Dal 2002, anno successivo alla sua beatificazione, la Chiesa cattolica celebra la memoria liturgica del Beato Paolo Manna.
Già sacerdote del Seminario delle Missioni di Milano, ne era alla guida da quasi due anni quando nel 1926 divenne Superiore Generale del PIME, la nuova realtà missionaria voluta da Pio XI unendo il suo Istituto al romano Pontificio Seminario dei Santi Pietro e Paolo per le Missioni Estere.
Nei successivi quasi otto anni, tanto durò nell’incarico, indirizzò ai confratelli ventitré Lettere circolari, destinate a fare il punto sulla vita dell’Istituto e ad esser d’aiuto alla formazione spirituale dei suoi membri.
Così è stato per la Lettera circolare n.17 del 30 dicembre 1931 dedicata alla «orazione mentale», identificata dall’Autore come «mezzo indispensabile al Missionario per poter rispondere alla sua divina vocazione, salvare molte anime e santificarsi».
Santificarsi, ovvero giungere alla santità così come è chiamato a fare ogni battezzato e per il quale questa circolare può essere valido strumento di riflessione e formazione spirituale «perché solo i Santi possono trattare bene quest’argomento», come dichiarato dallo stesso sacerdote.
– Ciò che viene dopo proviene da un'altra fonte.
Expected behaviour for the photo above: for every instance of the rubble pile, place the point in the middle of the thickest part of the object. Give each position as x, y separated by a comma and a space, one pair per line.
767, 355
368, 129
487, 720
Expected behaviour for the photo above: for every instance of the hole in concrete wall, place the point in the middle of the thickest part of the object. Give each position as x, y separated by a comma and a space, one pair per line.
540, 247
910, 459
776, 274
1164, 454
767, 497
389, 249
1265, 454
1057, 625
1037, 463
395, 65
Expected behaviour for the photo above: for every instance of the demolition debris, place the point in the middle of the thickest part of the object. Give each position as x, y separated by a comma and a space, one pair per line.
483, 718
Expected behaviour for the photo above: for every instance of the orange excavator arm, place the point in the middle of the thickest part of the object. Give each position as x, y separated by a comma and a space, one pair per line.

Così per S. Giovanni della Croce, che nel suo “Cantico Spirituale” scrive: «Senza la preghiera tutto si rivolge in un gran fracasso… si fa poco più di niente, ma spesso niente del tutto, e anche del male». Oppure San Giovanni Crisogono, del quale Manna riporta questo passo della Omelia I “De Precatione”: «Quando vedo qualcuno che non ha amore per la preghiera, né si cura di coltivano con fervore, per me è chiaro che non possiede alcuna buona qualità. Chi non prega dio e non desidera avere un assiduo colloquio con lui, è morto, o è privo di santa ragione, anzi è una evidentissima prova di pazzia non aver amore per la preghiera». Come anche S. Teresa d’Avila colla sua “forte sentenza”: «Chi lascia l’orazione mentale, non ha bisogno di demoni che lo spingano all’inferno: ci va da sé».
Tra i tanti passaggi su cui poter riflettere anche questo che il Beato missionario ha dedicato alla mancanza di tempo per pregare: «Come non trascuriamo i nostri pasti, quando non possiamo prenderli alle ore consuete, così non dobbiamo omettere la meditazione quando non si potesse farla all’ora che ci siamo fissata. Lo so, per giustificare questa certa trascuratezza in materia si adducono tanti pretesti: il ministero, le occupazioni, i viaggi, la malferma salute, il caldo… Ebbene, è questione di essere convinti della necessità del nutrimento per la vita del corpo. Se c’è questa convinzione, il tempo si trova. Quando poi si è stanchi o in poca salute, si può ben fare un po’ di lettura meditata».